Cloud distribution significantly impacts global climate change, ecosystem health, urban environments, and satellite remote sensing observations. However, past research has primarily focused on the meteorological characteristics of clouds with limitations in scale and resolution, leading to an insufficient understanding of large-scale cloud distribution and its relationship with land surface cover and urbanization. This study investigates the cloud distribution characteristics of typical urban agglomerations in different climatic regions of China using high-resolution Sentinel-2 satellite imagery and the Google Earth Engine platform. A cloud probability descriptor was constructed based on three years of high spatiotemporal resolution observations. The results revealed significant differences in cloud distribution among urban agglomerations, challenging the traditional understanding based on climate zoning. The Northeast urban agglomeration in the temperate zone exhibited high cloud coverage (37.54%), while the Chengdu-Chongqing urban agglomeration in the subtropical zone and the Qinghai-Tibet Plateau urban agglomeration in the plateau climate zone had even higher average cloud probabilities (50.72% and 43.27%, respectively). The analysis suggests land surface cover, urbanization, and other surface factors may influence cloud distribution patterns. These findings emphasize the ubiquity of cloud cover and highlight the importance of considering the complex interactions among geographical factors when characterizing cloud cover diversity. This study contributes to providing new insights for enhancing meteorological models and remote sensing observation strategies in cloudy environments across different climate zones.

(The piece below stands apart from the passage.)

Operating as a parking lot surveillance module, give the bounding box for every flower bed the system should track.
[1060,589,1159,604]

基于 "哨兵-2 "卫星遥感的中国典型城市群云概率分布
云的分布对全球气候变化、生态系统健康、城市环境和卫星遥感观测有重大影响。然而,以往的研究主要关注云的气象特征,在尺度和分辨率上存在局限性,导致对大尺度云分布及其与地表覆盖和城市化的关系认识不足。本研究利用高分辨率的哨兵-2 号卫星图像和谷歌地球引擎平台,研究了中国不同气候区典型城市群的云分布特征。基于三年的高时空分辨率观测数据,构建了云概率描述符。研究结果表明,城市群之间的云分布存在显著差异,这对基于气候分区的传统认识提出了挑战。位于温带的东北城市群表现出较高的云覆盖率(37.54%),而位于亚热带的成渝城市群和位于高原气候区的青藏高原城市群的平均云概率更高(分别为 50.72% 和 43.27%)。分析表明,地表覆盖、城市化和其他地表因素可能会影响云的分布模式。这些发现强调了云层的无处不在,并突出了在描述云层多样性时考虑地理因素之间复杂相互作用的重要性。这项研究有助于为改进不同气候带多云环境中的气象模型和遥感观测策略提供新的见解。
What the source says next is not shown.